SCADA Security Research

My Point: The ICS vulnerabilities being found and trumpeted have little impact on SCADA and DCS that run the critical infrastructure. Somehow we need to get the increased effort to identify vulnerabilities focused on the critical ICS applications and components.

Post-Stuxnet there have been an exponentially increasing number of SCADA and DCS vulnerabilities disclosed by researchers of all hat colors. In 2011 the pace really quickened with Luigi Auriemma, Dillon Beresford, Rubén Santamarta and others taking the full disclosure route. In earlier entries we have noted that almost all of the vulnerabilities affect either freely available demo software, usually HMI/operator stations, or very low-end and low-cost systems.

Digital Bond has been performing DCS and SCADA Security Assessments since 2000, and we have only seen the systems listed in the ICS-CERT vulnerability reports a handful of times. They are not frequently used in the critical infrastructure such as pipeline SCADA, power plant DCS, or refinery DCS. These large, critical infrastructure systems are using more expensive, system type products.

Take the oil refinery market as an example. Three vendors dominate that market: Emerson Delta V, Honeywell and Yokogawa.
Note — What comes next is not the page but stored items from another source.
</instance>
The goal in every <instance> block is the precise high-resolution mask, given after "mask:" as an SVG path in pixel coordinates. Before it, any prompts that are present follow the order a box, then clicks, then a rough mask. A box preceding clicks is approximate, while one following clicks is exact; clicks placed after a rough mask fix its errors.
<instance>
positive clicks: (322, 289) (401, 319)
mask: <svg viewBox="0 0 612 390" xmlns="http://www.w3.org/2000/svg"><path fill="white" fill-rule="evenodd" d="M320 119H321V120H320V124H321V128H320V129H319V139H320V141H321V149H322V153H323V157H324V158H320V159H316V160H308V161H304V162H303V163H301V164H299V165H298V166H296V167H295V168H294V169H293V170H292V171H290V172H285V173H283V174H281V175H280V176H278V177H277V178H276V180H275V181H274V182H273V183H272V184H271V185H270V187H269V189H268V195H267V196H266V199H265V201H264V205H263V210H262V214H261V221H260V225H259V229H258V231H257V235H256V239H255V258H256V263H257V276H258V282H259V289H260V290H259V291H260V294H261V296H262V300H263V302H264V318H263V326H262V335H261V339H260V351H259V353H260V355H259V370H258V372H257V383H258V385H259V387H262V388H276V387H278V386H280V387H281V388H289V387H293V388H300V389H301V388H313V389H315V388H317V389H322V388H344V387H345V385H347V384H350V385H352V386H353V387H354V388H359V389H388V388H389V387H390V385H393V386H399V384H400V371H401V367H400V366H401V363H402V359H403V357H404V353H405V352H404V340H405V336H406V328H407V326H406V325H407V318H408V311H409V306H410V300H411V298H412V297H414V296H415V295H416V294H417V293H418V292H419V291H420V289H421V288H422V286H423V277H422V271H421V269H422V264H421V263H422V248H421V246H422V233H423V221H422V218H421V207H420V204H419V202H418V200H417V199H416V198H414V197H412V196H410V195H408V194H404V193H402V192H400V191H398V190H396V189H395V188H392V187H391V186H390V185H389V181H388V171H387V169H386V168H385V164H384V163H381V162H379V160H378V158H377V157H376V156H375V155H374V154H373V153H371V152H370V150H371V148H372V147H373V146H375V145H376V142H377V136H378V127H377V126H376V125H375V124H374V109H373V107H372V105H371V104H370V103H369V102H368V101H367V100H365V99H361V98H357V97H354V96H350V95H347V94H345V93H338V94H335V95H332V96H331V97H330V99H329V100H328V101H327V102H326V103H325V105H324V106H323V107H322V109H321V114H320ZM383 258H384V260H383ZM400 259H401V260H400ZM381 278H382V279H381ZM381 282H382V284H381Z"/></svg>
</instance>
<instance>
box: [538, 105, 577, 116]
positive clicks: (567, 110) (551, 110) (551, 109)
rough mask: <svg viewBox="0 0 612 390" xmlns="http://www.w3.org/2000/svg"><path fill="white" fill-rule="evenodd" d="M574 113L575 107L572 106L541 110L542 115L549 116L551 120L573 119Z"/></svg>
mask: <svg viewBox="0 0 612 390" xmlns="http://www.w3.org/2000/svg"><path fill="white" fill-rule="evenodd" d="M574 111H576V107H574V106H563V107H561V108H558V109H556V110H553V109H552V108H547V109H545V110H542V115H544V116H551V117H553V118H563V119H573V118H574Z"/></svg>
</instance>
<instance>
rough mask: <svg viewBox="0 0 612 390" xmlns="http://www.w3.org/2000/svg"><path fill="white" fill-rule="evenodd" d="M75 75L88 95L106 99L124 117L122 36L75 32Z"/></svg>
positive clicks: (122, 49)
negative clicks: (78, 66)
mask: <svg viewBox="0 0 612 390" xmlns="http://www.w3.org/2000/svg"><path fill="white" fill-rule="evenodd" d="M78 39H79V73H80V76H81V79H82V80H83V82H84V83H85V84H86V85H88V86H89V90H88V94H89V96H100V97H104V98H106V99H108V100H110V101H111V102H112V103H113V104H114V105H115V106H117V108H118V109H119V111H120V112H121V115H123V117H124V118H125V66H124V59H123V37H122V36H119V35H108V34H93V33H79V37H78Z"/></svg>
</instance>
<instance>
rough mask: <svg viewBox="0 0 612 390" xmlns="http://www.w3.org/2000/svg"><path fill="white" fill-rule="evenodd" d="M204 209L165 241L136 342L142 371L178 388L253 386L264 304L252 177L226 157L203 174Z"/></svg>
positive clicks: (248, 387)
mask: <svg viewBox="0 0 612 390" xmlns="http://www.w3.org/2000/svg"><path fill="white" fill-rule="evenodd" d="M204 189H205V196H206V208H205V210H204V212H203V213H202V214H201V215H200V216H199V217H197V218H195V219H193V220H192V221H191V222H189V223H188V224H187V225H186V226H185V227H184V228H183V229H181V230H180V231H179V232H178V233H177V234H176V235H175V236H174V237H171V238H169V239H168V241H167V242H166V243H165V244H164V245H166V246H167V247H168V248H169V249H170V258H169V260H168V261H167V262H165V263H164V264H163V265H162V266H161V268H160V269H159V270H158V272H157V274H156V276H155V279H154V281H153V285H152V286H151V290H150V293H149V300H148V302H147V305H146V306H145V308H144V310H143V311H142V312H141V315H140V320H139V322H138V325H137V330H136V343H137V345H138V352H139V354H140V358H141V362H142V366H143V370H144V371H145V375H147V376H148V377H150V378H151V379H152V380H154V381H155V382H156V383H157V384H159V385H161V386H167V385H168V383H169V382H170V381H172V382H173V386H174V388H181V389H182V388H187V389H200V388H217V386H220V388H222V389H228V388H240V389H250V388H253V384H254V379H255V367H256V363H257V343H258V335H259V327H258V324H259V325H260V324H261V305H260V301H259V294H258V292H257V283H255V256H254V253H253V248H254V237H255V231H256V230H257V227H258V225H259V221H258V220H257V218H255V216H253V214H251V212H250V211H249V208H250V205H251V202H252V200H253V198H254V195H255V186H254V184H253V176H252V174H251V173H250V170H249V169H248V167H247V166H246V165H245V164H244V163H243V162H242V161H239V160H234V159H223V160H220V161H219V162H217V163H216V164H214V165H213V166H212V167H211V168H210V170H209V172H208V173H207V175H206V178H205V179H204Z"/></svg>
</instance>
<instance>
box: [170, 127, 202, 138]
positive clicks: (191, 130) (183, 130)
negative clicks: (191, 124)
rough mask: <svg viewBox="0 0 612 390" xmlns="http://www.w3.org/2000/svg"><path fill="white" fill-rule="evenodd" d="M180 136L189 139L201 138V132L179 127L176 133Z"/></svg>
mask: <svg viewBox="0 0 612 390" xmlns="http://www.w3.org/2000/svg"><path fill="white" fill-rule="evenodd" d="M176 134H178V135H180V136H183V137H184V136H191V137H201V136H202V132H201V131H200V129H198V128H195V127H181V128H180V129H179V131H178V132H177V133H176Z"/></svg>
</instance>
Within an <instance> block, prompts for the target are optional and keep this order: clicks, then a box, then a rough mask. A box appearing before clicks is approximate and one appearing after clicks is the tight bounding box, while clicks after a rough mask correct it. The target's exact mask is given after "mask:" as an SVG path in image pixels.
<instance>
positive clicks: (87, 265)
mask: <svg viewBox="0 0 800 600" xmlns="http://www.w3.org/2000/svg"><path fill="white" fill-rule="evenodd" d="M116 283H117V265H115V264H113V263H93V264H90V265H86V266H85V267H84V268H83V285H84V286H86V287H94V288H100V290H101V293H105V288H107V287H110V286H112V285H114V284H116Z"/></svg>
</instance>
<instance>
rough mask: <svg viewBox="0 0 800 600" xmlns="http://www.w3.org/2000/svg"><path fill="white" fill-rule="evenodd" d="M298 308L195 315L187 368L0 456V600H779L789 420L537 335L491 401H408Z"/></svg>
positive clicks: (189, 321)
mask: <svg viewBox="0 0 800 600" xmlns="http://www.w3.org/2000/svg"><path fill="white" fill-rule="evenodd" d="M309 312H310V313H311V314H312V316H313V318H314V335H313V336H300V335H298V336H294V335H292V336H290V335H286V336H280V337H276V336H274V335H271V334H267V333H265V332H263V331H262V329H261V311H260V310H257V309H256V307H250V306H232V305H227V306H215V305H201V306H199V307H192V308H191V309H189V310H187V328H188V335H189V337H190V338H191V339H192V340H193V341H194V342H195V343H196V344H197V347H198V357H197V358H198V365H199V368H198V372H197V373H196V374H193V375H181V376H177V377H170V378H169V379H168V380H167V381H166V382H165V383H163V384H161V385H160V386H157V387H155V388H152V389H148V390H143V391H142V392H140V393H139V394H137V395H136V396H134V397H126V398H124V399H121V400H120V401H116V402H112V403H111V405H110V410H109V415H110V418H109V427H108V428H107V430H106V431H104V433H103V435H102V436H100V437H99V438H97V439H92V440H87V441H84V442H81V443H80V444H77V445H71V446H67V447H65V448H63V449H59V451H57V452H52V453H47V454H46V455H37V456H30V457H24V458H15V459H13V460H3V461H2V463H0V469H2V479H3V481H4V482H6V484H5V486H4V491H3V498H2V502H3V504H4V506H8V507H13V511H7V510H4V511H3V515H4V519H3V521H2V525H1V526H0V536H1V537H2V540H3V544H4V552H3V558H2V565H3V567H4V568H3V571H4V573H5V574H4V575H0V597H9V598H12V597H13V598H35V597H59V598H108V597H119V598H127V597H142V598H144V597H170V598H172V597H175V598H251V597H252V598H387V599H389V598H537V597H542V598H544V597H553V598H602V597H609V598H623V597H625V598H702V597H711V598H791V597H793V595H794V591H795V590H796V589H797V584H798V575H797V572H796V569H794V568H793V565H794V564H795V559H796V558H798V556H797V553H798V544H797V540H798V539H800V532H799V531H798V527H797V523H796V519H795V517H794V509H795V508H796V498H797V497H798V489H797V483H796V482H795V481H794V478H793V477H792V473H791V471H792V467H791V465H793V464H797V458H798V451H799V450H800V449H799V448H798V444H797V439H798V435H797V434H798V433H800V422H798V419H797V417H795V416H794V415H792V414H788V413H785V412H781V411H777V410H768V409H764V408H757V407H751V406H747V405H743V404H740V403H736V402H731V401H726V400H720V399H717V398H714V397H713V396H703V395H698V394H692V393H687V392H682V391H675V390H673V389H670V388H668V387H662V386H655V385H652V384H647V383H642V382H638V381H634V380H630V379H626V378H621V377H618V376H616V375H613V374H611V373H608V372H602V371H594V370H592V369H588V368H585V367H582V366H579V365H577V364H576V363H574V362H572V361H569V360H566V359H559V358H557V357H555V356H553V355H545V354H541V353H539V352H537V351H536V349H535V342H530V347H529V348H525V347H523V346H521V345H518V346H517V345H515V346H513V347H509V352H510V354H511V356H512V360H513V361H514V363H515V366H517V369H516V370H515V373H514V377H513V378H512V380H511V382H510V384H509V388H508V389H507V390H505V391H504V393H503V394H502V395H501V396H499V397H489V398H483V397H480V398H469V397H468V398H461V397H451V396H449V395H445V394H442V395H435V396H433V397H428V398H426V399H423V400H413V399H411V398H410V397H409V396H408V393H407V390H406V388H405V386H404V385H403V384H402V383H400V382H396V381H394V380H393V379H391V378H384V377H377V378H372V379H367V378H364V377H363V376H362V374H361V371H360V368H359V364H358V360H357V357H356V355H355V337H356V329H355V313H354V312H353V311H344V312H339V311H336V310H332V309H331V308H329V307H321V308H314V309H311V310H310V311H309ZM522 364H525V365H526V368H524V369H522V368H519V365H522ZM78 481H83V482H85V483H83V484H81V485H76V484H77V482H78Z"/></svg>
It is hard to find accurate market share numbers, but those three likely represent at least 75% of the refinery installations in the world. A similar small number of systems represent pipeline SCADA and other vertical sectors. Yet these systems get little or no attention from the security community because they are very hard to get your hands on unless you are doing a customer assessment under NDA. (Note: This is one area where I agree with Eric Byres and Gary Mintchell that owner/operators have a big role to play in solving this problem by insisting security be addressed and identified vulns be fixed)

Brian Owen recently commented on our Beresford podcast entry:

Feels somewhat ironic given opinions about the nature of S7-1200 deployments (low exposure for critical infrastructure).

I wonder if it makes sense to prioritize cyber research and response capability on products intended for use as SIS.

Ralph Langner recently wrote me:

The biggest problem I’m presently having is why bother with some cheap vulns on a micro-PLC that everbody would have expected, when at the same time so much more significant stuff remains untouched.

If we look at Dillon’s research, he focused on the S7-1200 rather than the 300 or 400 for a simple reason. He only had $2,000 to spend on equipment, and most independent researchers would not even have that much to spend.

Some of the large vendors that deploy real critical infrastructure ICS are taking security very seriously. They have in-house and independent security assessments, and they are working on their security development lifecycle (SDL). They are dealing with huge legacy code issues, but they are making good progress, especially with the new systems being sold and deployed. Unfortunately, some of the vendors whose systems run the most critical infrastructures still are living life like it is the 90’s. These vendors are holding off any changes in products or process, relying on the fact the bad guys shouldn’t have access to the network, and the fact that no vulns have been published yet on their systems.

Many, if not most, of the SCADA and DCS that run the critical infrastructure have been assessed by Idaho National Labs (INL), and this has become almost like a certification despite INL’s clear warnings it is not. The problem with the INL assessments, even those partially funded by the USG, is even the key results are never made public. The vendor can choose to sit on the vulnerabilities and still say they have had an INL security assessment. As has been widely reported, Siemens was assessed in 2008 by INL and choose to do nothing about the vulnerabilities discovered and eventually exploited by Stuxnet.

Of course this all ties into the vulnerability disclosure argument. Is it a good thing that the SCADA and DCS applications and components are not available for researcher analysis and full or partial disclosure? The cost and difficulty of access will lessen certain threats, but not the more directed threats.

Hopefully the ICS and ICS security community will find a way to focus on the systems and applications running the critical infrastructure that would have a large impact if compromised — and not be distracted by the increased flow of vulns in free demo software and low cost hardware that is rarely seen in the critical infrastructure. These vulns should be addressed and fixed, but from a risk management standpoint they are not where the focus should be.